The “scam blogger” movement is more than a thorn in the side of law school administrators, a recent academic paper argues — it is playing an important role in the evolution of the legal profession.
Lucille Jewel, an associate professor at Atlanta’s John Marshall Law School, argues that scam bloggers have raised legitimate questions about the law school system, and have reached a broad audience by gaining the attention of mainstream news outlets. Jewel is convinced that they’ve helped push law schools into improving the accuracy of their reports on their graduates’ job prospects.
“I think they make a compelling argument,” Jewel said in an interview. “Most law schools continue to spin this story of, ‘Come to law school. Sure, you’ll take out loans, but it will all be worth it in the end when you enter this noble profession.’ But here you have a large percentage of recent graduates who are disgruntled and questioning the value of their law degree.”
Scam bloggers are law school graduates who take to the Internet to trash law schools for what they see as a scam of exacting high tuition for the privilege of competing for too few available legal jobs.

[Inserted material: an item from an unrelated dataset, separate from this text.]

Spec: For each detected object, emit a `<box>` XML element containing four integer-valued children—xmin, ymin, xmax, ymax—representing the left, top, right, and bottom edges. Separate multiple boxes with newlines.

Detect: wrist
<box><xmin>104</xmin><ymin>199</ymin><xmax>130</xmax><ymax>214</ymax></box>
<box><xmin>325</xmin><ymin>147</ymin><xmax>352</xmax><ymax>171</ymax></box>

Jewel surveyed the phenomenon in “You’re Doing It Wrong: How the Anti-Law School Scam Blogging Movement Can Shape the Legal Profession,” published by the Minnesota Journal of Law, Science & Technology.

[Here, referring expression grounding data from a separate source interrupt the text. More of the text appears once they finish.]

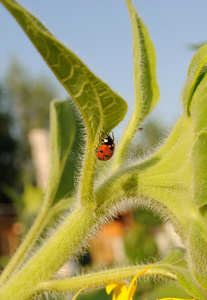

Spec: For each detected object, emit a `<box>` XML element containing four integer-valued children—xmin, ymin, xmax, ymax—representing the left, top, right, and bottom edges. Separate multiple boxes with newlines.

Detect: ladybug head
<box><xmin>103</xmin><ymin>133</ymin><xmax>114</xmax><ymax>145</ymax></box>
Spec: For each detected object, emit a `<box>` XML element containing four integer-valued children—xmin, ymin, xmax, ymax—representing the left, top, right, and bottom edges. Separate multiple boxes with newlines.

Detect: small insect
<box><xmin>96</xmin><ymin>132</ymin><xmax>115</xmax><ymax>161</ymax></box>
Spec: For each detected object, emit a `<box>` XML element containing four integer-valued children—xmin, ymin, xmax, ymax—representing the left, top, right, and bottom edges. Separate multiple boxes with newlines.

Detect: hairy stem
<box><xmin>0</xmin><ymin>196</ymin><xmax>52</xmax><ymax>287</ymax></box>
<box><xmin>0</xmin><ymin>205</ymin><xmax>97</xmax><ymax>300</ymax></box>
<box><xmin>36</xmin><ymin>265</ymin><xmax>176</xmax><ymax>294</ymax></box>
<box><xmin>78</xmin><ymin>137</ymin><xmax>98</xmax><ymax>205</ymax></box>
<box><xmin>112</xmin><ymin>99</ymin><xmax>143</xmax><ymax>172</ymax></box>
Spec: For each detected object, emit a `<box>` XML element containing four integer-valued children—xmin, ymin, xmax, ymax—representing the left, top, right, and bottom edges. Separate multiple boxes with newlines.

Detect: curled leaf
<box><xmin>190</xmin><ymin>72</ymin><xmax>207</xmax><ymax>133</ymax></box>
<box><xmin>181</xmin><ymin>45</ymin><xmax>207</xmax><ymax>116</ymax></box>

Jewel said she decided to research the scam blog movement because it represents a new way to view the law school system — one that has resonated well beyond the relatively small world of legal education. Newspapers including USA Today and The New York Times covered scam blogs during 2010.
“With the scam blogging movement, a small set of underemployed or unemployed attorneys — not the type of lawyers who would normally be listened to with respect to ideas for reforming an aspect of the profession — harness the power of the Internet to argue for changes in the way that law schools market themselves,” she wrote.
Scam blogging first emerged in 2009 and gained momentum in 2010. These days, more than 20 blogs often interlink with one another.
Their denunciations of the law school system can be jarring to legal professionals, who are accustomed to culture of restraint and deference, Jewel wrote. Their blogs, with names such as Third Tier Toilet and Subprime J.D., rarely mince words. They feature graphics showing overflowing toilets and stories of humiliating job experiences, but their blunt tactics are no reason to dismiss their arguments, Jewel concluded.
“This article ultimately concludes that the legal profession will be strengthened by the new arguments and ideas entering online from the profession’s sidelines,” Jewel wrote. “Thus, we should, to a certain extent, relax our professional norms and allow these arguments to take shape.”
It’s difficult to gauge the effect the scam blogger movement has had on the larger debate over the transparency of law school employment data. The American Bar Association recently moved to require law schools to report more detailed job information in its annual questionnaire. However, that push involved a number of more traditional advocates, including law professors and Law School Transparency, a nonprofit group formed by two former Vanderbilt University Law School students.
Still, no one can argue the scam bloggers haven’t been noticed, Jewel wrote: “Despite its nontraditional approach, the scam blogging movement has had a palpable effect on the debate of an important issue facing the legal profession.”